Ночные крылья. Человек в лабиринте. Полет лошади - Роберт Силверберг 5 стр.


- Сказано откровенно, - сказал Гормон, - хотя и без особой жалости к себе. Ты слишком сурово судишь себя, Наблюдатель.

- Мне было жаль руку, - ответил я, - ты бы хотел, чтобы я солгал?

Он улыбнулся и повернулся к Эвлуэле.

- Теперь твоя очередь.

Явно напуганная, маленькая Воздухоплавательница приблизилась к Устам Правды. Ее тонкая рука дрожала, когда она просунула ее между плитами холодного камня. Я с трудом поборол желание броситься и оттащить ее от искаженной в дьявольской гримасе головы.

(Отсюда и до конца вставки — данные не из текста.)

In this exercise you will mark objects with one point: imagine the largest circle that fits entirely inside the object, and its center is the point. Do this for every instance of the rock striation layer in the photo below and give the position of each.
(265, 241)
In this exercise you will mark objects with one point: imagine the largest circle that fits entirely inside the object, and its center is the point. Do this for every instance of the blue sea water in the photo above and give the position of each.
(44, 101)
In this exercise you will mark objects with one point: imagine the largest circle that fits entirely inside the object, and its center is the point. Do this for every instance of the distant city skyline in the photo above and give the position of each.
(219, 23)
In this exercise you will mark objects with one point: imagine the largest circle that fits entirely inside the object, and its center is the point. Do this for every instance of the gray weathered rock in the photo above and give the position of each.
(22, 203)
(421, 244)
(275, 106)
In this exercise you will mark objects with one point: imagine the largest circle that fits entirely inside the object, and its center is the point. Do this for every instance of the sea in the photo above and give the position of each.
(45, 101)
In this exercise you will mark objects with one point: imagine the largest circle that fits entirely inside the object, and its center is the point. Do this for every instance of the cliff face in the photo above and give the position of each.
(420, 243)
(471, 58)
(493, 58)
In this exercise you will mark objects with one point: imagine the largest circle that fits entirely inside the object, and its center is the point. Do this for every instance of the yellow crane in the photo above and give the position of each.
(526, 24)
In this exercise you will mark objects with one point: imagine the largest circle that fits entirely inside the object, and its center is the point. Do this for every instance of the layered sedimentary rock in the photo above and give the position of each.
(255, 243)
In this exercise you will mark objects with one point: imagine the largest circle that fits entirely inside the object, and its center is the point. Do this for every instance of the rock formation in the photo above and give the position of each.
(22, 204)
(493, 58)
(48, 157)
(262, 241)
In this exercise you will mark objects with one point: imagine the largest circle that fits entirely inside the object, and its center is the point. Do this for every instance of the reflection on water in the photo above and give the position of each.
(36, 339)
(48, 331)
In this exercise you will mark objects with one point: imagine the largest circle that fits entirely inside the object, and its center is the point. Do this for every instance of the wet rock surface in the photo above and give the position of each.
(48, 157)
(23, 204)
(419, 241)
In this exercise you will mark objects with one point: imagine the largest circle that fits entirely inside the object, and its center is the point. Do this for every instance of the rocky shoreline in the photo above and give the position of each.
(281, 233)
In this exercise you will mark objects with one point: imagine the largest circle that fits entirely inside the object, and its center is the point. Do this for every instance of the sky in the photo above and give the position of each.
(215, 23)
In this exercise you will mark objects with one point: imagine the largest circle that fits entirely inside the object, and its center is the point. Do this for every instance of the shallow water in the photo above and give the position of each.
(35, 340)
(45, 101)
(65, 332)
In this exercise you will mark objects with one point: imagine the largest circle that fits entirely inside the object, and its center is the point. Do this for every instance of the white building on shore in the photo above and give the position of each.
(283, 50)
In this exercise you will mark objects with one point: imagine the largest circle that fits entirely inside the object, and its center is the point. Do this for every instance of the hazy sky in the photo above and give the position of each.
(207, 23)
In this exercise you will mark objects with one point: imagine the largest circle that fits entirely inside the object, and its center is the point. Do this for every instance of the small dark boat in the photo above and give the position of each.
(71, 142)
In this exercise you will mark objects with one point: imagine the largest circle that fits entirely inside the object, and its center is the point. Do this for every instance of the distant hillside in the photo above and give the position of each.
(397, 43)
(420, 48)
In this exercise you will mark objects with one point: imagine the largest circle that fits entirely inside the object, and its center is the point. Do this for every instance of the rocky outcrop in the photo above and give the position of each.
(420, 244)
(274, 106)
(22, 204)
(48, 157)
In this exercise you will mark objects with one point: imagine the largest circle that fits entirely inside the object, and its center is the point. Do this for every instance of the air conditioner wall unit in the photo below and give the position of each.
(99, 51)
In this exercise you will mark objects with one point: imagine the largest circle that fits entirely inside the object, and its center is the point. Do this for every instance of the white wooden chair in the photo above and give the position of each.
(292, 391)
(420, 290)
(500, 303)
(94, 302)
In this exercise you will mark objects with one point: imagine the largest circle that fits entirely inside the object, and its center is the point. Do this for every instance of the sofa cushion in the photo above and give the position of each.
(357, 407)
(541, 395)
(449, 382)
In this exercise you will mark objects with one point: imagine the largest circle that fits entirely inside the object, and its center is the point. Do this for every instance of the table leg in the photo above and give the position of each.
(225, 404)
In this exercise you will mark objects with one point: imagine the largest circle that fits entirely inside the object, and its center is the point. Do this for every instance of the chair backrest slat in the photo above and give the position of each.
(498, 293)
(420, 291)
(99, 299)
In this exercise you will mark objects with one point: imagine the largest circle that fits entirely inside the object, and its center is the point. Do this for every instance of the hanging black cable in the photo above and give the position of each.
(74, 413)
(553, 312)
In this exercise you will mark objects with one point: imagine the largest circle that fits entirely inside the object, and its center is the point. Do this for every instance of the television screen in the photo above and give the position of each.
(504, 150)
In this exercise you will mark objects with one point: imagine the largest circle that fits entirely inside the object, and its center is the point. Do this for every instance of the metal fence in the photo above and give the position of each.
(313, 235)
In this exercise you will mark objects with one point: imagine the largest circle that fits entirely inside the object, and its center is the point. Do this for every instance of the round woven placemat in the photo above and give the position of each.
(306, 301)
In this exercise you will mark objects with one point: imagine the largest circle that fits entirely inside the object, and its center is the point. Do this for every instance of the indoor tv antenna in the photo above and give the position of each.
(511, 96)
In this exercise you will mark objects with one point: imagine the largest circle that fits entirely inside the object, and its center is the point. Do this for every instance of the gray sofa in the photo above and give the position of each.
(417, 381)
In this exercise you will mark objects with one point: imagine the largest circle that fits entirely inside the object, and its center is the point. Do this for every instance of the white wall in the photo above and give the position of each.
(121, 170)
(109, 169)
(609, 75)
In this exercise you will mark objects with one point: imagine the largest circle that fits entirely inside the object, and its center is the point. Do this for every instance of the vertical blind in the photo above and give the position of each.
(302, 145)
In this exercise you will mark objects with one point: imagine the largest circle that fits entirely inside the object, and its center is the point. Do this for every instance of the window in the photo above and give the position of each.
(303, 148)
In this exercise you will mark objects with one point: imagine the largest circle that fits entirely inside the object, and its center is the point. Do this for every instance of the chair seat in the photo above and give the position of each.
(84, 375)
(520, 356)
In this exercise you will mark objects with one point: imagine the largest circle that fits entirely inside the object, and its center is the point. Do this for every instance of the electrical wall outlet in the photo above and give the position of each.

- Кто будет задавать вопрос? - спросил я.

- Я, - ответил Гормон.

Крылья Эвлуэлы слегка дрогнули под одеждой. Лицо ее побледнело, ноздри раздулись, и она закусила нижнюю губу. Она сгорбилась и с ужасом смотрела на то место, где лежала ее рука. А сзади на нас, словно из пелены тумана, глядели неясные лица; губы произносили слова, которые, без сомнения, означали недовольство нашим затянувшимся визитом к Устам Правды. Но ничего не было слышно. Воздух был теплым, влажным и затхлым, словно поднимался из скважины, которую пробурили в пластах Времени.

Гормон медленно произнес:

- Прошлой ночью ты позволила Принцу Рама овладеть твоим телом. Перед этим ты отдавала себя Измененному Гормону, хотя такие связи запрещены обычаем и законом. Еще раньше ты была подругой Воздухоплавателя, который умер. У тебя могли быть и другие мужчины, но я ничего о них не знаю, да это и неважно для моего вопроса. Скажи мне вот что, Эвлуэла: который из трех доставил тебе самое большое физическое наслаждение, который из трех всколыхнул в тебе самые глубокие чувства и которого из трех ты бы выбрала своим другом, если бы у тебя была возможность выбирать?

Я хотел было запротестовать, потому что Мутант задал три вопроса, а не один, и не очень-то честно воспользовался подходящим моментом. Но я не успел, потому что Эвлуэла ответила без промедления, глубоко погрузив руку в Уста Правды:

- Принц Рама дал мне самое большое физическое наслаждение, которое я когда-либо знала, но он холоден и жесток, и я презираю его. Моего умершего друга Воздухоплавателя я любила сильнее, чем кого-либо до или после него, но он был слаб, а я не хотела бы иметь слабого друга. Ты, Гормон, кажешься мне почти чужим даже сейчас, и у меня такое чувство, что мне не знакомы ни твое тело, ни твоя душа, и все же, хотя пропасть между нами так велика, только с тобой я согласилась бы провести свою жизнь.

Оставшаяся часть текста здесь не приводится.